Novo modelo de aprendizagem na matemática "aumenta desigualdades"

Sociedade Portuguesa de Matemática critica modelo que arranca em setembro. Ministério da Educação já respondeu.

A Sociedade Portuguesa de Matemática (SPM) alertou esta quarta-feira que o novo modelo de aprendizagem em matemática, que arranca em setembro como experiência-piloto em algumas turmas, a par de outras disciplinas, "aumenta as desigualdades" entre alunos.

"Não sei muito bem como daqui a dois ou três anos se vai fazer um exame no nono ano quando há dois ou mais tipos de aluno", disse à Lusa o presidente da SPM, Jorge Buescu, numa referência aos estudantes que seguem o novo modelo de aprendizagem, denominado Aprendizagens Essenciais, e os que não o seguem, mas em que ambos estão sujeitos à mesma prova nacional da disciplina.

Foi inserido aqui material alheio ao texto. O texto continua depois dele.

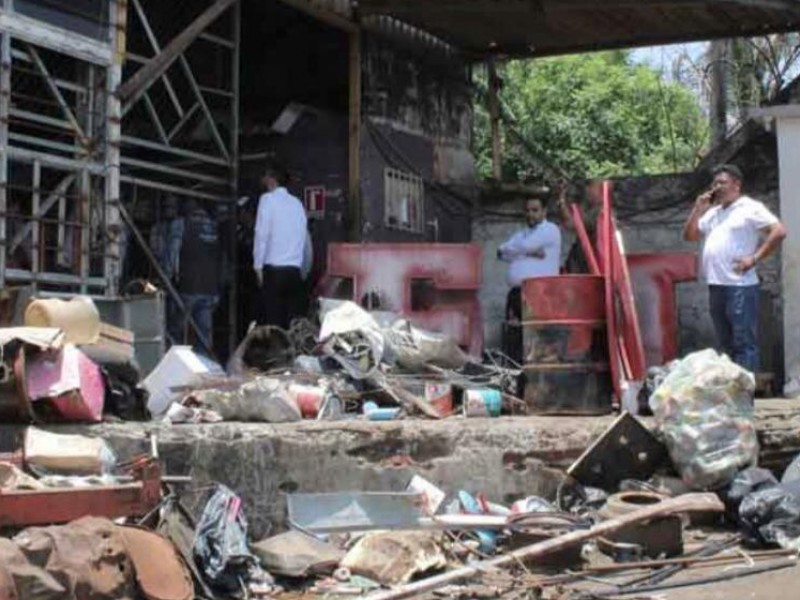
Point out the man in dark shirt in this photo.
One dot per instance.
(576, 260)
(197, 271)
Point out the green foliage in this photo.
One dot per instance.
(760, 67)
(594, 115)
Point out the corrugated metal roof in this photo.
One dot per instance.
(547, 27)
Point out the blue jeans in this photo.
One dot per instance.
(734, 311)
(201, 308)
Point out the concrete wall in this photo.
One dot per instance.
(651, 212)
(788, 130)
(417, 104)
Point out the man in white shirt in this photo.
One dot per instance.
(280, 248)
(738, 232)
(533, 252)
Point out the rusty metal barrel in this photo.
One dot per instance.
(565, 348)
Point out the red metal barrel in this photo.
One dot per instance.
(565, 349)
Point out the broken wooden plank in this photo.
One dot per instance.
(679, 505)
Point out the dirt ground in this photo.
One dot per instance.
(777, 585)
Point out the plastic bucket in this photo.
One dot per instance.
(440, 396)
(309, 398)
(482, 403)
(78, 318)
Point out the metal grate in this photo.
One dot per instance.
(404, 200)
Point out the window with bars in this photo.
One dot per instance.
(404, 200)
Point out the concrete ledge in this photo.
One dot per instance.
(505, 458)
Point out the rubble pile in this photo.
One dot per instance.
(644, 509)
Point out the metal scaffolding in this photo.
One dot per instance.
(105, 102)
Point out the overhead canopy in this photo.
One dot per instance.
(547, 27)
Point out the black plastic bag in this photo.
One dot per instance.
(771, 515)
(220, 546)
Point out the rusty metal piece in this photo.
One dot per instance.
(566, 367)
(530, 528)
(672, 506)
(87, 556)
(44, 507)
(160, 572)
(626, 450)
(656, 538)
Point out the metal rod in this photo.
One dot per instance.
(183, 173)
(85, 231)
(52, 278)
(132, 89)
(233, 304)
(686, 560)
(215, 39)
(166, 187)
(198, 94)
(55, 38)
(185, 119)
(112, 221)
(70, 86)
(53, 161)
(132, 141)
(204, 105)
(37, 118)
(216, 91)
(354, 135)
(157, 49)
(727, 576)
(151, 110)
(37, 212)
(56, 93)
(5, 105)
(35, 226)
(61, 229)
(42, 142)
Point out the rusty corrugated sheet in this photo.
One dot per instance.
(547, 27)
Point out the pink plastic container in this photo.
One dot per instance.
(69, 381)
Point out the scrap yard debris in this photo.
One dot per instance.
(653, 505)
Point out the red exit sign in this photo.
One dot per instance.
(314, 200)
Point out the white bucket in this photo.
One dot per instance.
(77, 318)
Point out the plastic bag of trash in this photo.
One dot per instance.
(220, 546)
(263, 399)
(704, 409)
(413, 348)
(352, 337)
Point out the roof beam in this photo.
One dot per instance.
(322, 14)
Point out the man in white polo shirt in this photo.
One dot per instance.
(533, 252)
(280, 251)
(738, 232)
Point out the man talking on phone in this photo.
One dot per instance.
(738, 232)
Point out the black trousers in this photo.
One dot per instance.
(280, 299)
(513, 330)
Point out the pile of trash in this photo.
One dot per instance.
(66, 365)
(639, 512)
(357, 364)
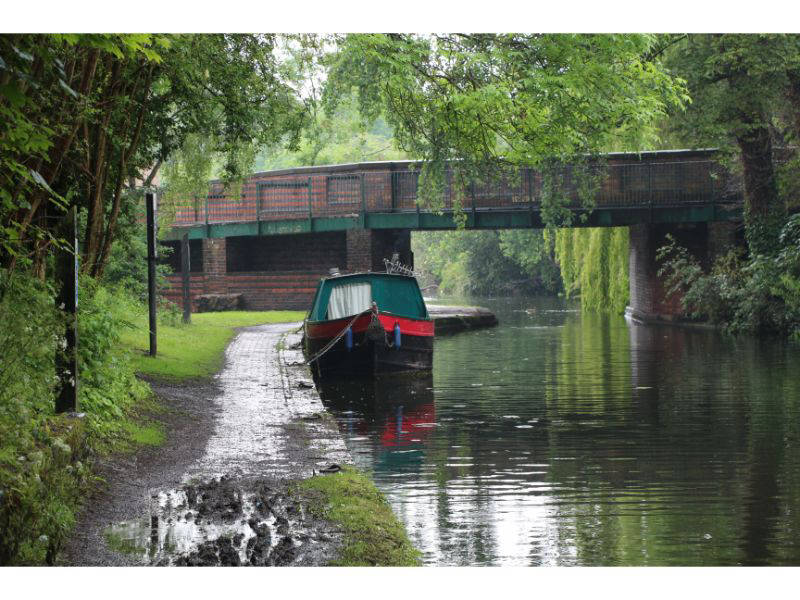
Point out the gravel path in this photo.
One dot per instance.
(232, 446)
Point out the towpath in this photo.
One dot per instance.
(215, 493)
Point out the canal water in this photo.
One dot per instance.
(561, 438)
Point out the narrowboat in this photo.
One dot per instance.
(368, 323)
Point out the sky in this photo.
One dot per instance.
(406, 16)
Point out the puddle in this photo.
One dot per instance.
(223, 522)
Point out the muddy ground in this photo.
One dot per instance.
(219, 491)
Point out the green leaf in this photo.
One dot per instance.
(23, 55)
(67, 89)
(13, 94)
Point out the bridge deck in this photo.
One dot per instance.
(668, 186)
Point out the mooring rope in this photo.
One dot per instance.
(339, 336)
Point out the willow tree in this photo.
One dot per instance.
(478, 105)
(746, 99)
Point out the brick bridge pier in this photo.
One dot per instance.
(281, 272)
(289, 227)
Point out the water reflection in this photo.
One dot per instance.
(561, 438)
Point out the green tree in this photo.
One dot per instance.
(90, 115)
(745, 99)
(477, 104)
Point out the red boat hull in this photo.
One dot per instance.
(372, 348)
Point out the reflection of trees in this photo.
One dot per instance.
(652, 437)
(700, 450)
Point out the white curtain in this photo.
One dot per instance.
(349, 299)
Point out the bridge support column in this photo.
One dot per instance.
(366, 248)
(649, 300)
(215, 265)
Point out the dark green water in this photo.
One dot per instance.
(566, 439)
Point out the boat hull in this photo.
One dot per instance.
(372, 350)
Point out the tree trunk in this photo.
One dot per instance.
(794, 99)
(765, 212)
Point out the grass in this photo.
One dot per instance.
(372, 534)
(148, 434)
(194, 350)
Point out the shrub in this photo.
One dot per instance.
(43, 470)
(760, 295)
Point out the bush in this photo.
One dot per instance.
(43, 470)
(760, 295)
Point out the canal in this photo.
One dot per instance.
(561, 438)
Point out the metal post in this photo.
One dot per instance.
(393, 188)
(185, 271)
(472, 194)
(310, 205)
(150, 201)
(208, 231)
(258, 208)
(529, 172)
(67, 362)
(363, 202)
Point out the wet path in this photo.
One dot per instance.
(269, 421)
(562, 438)
(216, 492)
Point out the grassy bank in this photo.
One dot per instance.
(194, 350)
(372, 534)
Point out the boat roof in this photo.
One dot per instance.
(367, 273)
(394, 293)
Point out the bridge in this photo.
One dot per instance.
(288, 227)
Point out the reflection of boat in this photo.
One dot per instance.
(368, 323)
(399, 406)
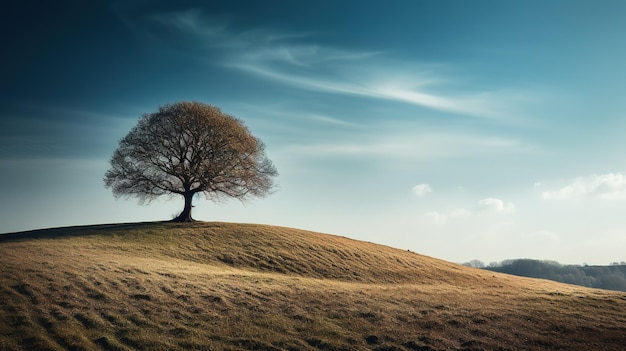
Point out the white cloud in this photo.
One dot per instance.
(422, 189)
(435, 217)
(603, 186)
(493, 205)
(282, 58)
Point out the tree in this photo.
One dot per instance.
(190, 148)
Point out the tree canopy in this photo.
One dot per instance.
(188, 148)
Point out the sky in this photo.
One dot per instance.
(461, 130)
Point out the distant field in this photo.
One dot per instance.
(225, 286)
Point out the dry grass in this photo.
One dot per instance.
(221, 286)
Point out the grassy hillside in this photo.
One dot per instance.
(223, 286)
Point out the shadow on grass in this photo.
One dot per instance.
(83, 230)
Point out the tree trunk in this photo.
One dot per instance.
(185, 216)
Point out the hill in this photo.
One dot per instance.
(601, 277)
(225, 286)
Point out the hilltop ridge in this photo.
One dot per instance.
(218, 286)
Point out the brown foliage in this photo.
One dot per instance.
(188, 148)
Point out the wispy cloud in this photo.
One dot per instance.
(603, 186)
(493, 205)
(488, 207)
(415, 146)
(292, 59)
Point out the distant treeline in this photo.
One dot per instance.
(611, 277)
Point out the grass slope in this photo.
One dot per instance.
(224, 286)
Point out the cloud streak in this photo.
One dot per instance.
(603, 186)
(285, 58)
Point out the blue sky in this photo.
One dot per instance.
(456, 129)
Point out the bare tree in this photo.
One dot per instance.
(188, 148)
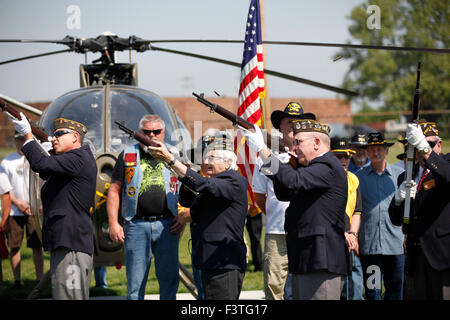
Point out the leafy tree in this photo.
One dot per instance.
(386, 79)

De acordo com a SPM, o modelo Aprendizagens Essenciais na matemática funcionará, no próximo ano letivo, em 240 escolas e, nestas, em algumas turmas, abrangendo alunos do primeiro, quinto e sétimo anos no ensino básico e do décimo ano no ensino secundário. Haverá na mesma escola, "turmas clássicas e turmas experimentais".

O modelo prevê, segundo a SPM, que as escolas possam, facultativamente, eliminar até 25% do programa de uma disciplina, para haver "disponibilidade de tempo para outras aprendizagens, interdisciplinares, com base em projetos".

"Na matemática não funciona, não se aprende a fazer contas ou derivadas de funções com base em projetos", assinalou Jorge Buescu.

A SPM considera que o que classifica como "um amadorismo, um aventureirismo" vai fomentar "diferentes aprendizagens da matemática" e "aumentar as desigualdades" entre alunos, o que será "um desastre" se o modelo vingar em todos os anos dos ciclos de estudo, atendendo a que as escolas terão a liberdade de aplicar ou não o modelo, e, aplicando-o, fazerem o "corte" de 25% nos programas das disciplinas como entenderem.

Jorge Buescu apontou o risco de haver "um retrocesso" no ensino da matemática, que teve "uma evolução muito positiva nos últimos 15 anos", caracterizada por "maior rigor, exigência, estruturação de programas e exames".

A sociedade científica queixa-se de não ter sido auscultada no processo e de que o documento sobre as aprendizagens essenciais na matemática para o ensino básico foi divulgado pela Direção-Geral da Educação a 5 de agosto, em época de férias e a um mês do início do novo ano letivo, sem que tenha decorrido um período de consulta pública.

A SPM contesta também que, ao contrário de outras disciplinas, o documento sobre as aprendizagens essenciais na matemática para o ensino secundário ainda não tenha sido divulgado.

Justificando o modelo de aprendizagens essenciais na matemática, o Ministério da Educação argumentou, numa resposta enviada à Lusa, reagindo à SPM, que "têm chegado ao ministério inúmeras reclamações de departamentos de matemática das escolas, manifestando a incapacidade de lecionar os programas em vigor na íntegra e referindo a inadequação dos conteúdos à idade dos alunos".

O ministério invoca que as Aprendizagens Essenciais são "construídas a partir das orientações curriculares - programas, metas - em vigor, em respeito pelo tempo de vigor dos programas", sendo um processo "monitorizado ao longo deste ano", em que "todos os contributos relevantes, não apenas sobre os anos iniciais de ciclo, mas sobre todos os anos, serão colocados em consulta pública".

A tutela diz ainda que a Sociedade Portuguesa de Matemática não enviou "qualquer contributo" para "o trabalho de definição de Aprendizagens Essenciais".